- Title: FRANCE: Garbage truck pensions protest blocks Marseille
- Date: 23rd October 2010
- Summary: MARSEILLE, FRANCE (OCTOBER 22, 2010) (REUTERS) VARIOUS OF RED BALLOONS WITH "PENSION" WRITTEN ON IT (IN FRENCH) VARIOUS OF BIN LORRIES BLOCKING ROAD / VEHICLES SOUNDING HORNS (SOUNDBITE) (French) PATRICK RUE, SECRETARY GENERAL OF THE MARSEILLE BRANCH OF THE FO UNION, SAYING: "They are only answering through force. Even in the refineries employees were forced to go to work. We are expecting them to do the same to us. If the only way to be heard is to protest in the street, then we will do it. They are talking about dialogue and negotiations. Where are they? (JOURNALIST ASKING IF THEY WILL COLLECT THE GARBAGE) This is not new." CARS STUCK BEHIND BIN LORRIES BANNER ON GARBAGE TRUCK ROAD BLOCKED BY GARBAGE TRUCK (SOUNDBITE) (French) DRIVER, NAME UNKNOWN, SAYING: "I understand. We have to try but they (the strikes) should affect the government and not us. We are citizens. We work. It's really complicated." (SOUNDBITE) (French) DRIVER, NAME UNKNOWN, SAYING: "It's ridiculous. It makes France look ridiculous. It's not going to bring anything. Economically it's a catastrophe. I am ashamed to be French." VARIOUS OF GARBAGE LORRIES IN ROAD VARIOUS OF GARBAGE HEAPED UP BESIDE TREE
- Embargoed: 7th November 2010 09:36
- Location: France
- Country: France
- Topics: Domestic Politics,Social Services / Welfare
- Reuters ID: LVA5JOQZZJV1FFKC7Z7D35RBDPCM
- Aspect Ratio: 4:3
- Story Text: Garbage workers block the streets of France's second largest city, Marseille, with their lorries in protest at government pension reform plans.
Garbage workers in the southern French city of Marseille joined nation-wide strikes on Friday (October 22) against the government's pension reform plans.
Workers blocked streets with around 50 garbage lorries in the city centre, bringing traffic to a standstill in France's second largest city.
They have been on strike since October 12 and thousands of tonnes of rubbish have been piling up across the city.
"They are only answering by force.

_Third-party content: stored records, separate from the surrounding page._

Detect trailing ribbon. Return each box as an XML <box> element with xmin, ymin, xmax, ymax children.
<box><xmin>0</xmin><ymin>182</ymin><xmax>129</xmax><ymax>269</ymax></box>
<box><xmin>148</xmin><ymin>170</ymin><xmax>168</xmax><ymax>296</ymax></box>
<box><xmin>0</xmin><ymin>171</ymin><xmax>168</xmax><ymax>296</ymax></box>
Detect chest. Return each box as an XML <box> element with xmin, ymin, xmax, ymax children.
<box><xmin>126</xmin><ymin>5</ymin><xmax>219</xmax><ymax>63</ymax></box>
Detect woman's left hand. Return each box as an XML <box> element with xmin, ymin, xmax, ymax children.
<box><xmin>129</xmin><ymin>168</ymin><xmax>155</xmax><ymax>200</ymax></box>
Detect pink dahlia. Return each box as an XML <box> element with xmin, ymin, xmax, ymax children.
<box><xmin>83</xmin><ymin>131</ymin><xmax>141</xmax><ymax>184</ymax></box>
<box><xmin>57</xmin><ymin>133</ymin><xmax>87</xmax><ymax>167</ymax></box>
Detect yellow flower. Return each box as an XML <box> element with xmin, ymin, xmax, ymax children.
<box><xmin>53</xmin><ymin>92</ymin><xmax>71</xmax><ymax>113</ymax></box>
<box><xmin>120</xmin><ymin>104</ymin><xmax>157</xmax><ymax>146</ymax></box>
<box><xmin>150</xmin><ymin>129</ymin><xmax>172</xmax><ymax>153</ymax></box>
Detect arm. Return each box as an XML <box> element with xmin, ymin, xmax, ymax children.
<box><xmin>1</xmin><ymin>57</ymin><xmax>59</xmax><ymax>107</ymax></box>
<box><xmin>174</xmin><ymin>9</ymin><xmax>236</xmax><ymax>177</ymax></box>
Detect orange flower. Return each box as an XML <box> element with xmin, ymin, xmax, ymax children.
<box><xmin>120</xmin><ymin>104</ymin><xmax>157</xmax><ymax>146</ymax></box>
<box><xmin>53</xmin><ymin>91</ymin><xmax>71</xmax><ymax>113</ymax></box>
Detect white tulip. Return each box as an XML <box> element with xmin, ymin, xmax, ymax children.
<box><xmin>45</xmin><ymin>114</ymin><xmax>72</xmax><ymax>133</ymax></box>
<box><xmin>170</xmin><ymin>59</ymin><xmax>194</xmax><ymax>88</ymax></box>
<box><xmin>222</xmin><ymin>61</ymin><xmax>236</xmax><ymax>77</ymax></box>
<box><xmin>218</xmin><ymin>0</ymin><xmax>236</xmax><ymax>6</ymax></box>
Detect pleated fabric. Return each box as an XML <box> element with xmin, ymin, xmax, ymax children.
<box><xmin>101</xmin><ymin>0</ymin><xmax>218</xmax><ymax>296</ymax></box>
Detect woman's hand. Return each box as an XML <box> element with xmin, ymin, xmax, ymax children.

Even in the refineries employees were forced to go to work. We are expecting them to do the same to us. If the only way to be heard is to protest in the street, then we will do it. They are talking about dialogue and negotiations. Where are they?," Patrick Rue from the FO trade Union said.
But some of the travellers caught in the traffic jam were less than sympathetic.
"It's ridiculous. It makes France look ridiculous. It's not going to bring anything. Economically it's a catastrophe. I am ashamed to be French," one man said.
"I understand. We have to try but they (the strikes) should affect the government and not us. We are citizens. We work. It's really complicated," a woman stuck in her car said.
Earlier French police used force to clear access to the main refinery supplying fuel to Paris as unions hardened their stance ahead of a final vote on President Nicolas Sarkozy's pension reform expected later in the day.
Signalling their determination to keep fighting even after the reform has become law, the country's six main unions have called for two more days of action over the next 10 days against the unpopular reform.
The government resorted to a special measure to speed the reform bill's passage through the Senate, with a vote now due on Friday evening as pressure builds on Sarkozy to end the long-running impasse with the unions ahead of half-term holidays beginning this weekend.
In addition to transport disruptions, the president is battling 11-day-old refinery strikes and fuel depot blockades that have forced the closure of one in five petrol stations across the country, Energy Minister Jean-Louis Borloo said.
Sarkozy wants the bill -- which would raise the minimum age of retirement to 62 from 60 and the maximum age for a full pension to 67 from 65 -- passed quickly in the hope that protests will ease once it has become law.
Previous street protests have been largely peaceful, except for episodic flare-ups of violence in the wealthy city of Lyon and in Nanterre in the Paris suburbs, where youths clashed with police again on Thursday (October 21).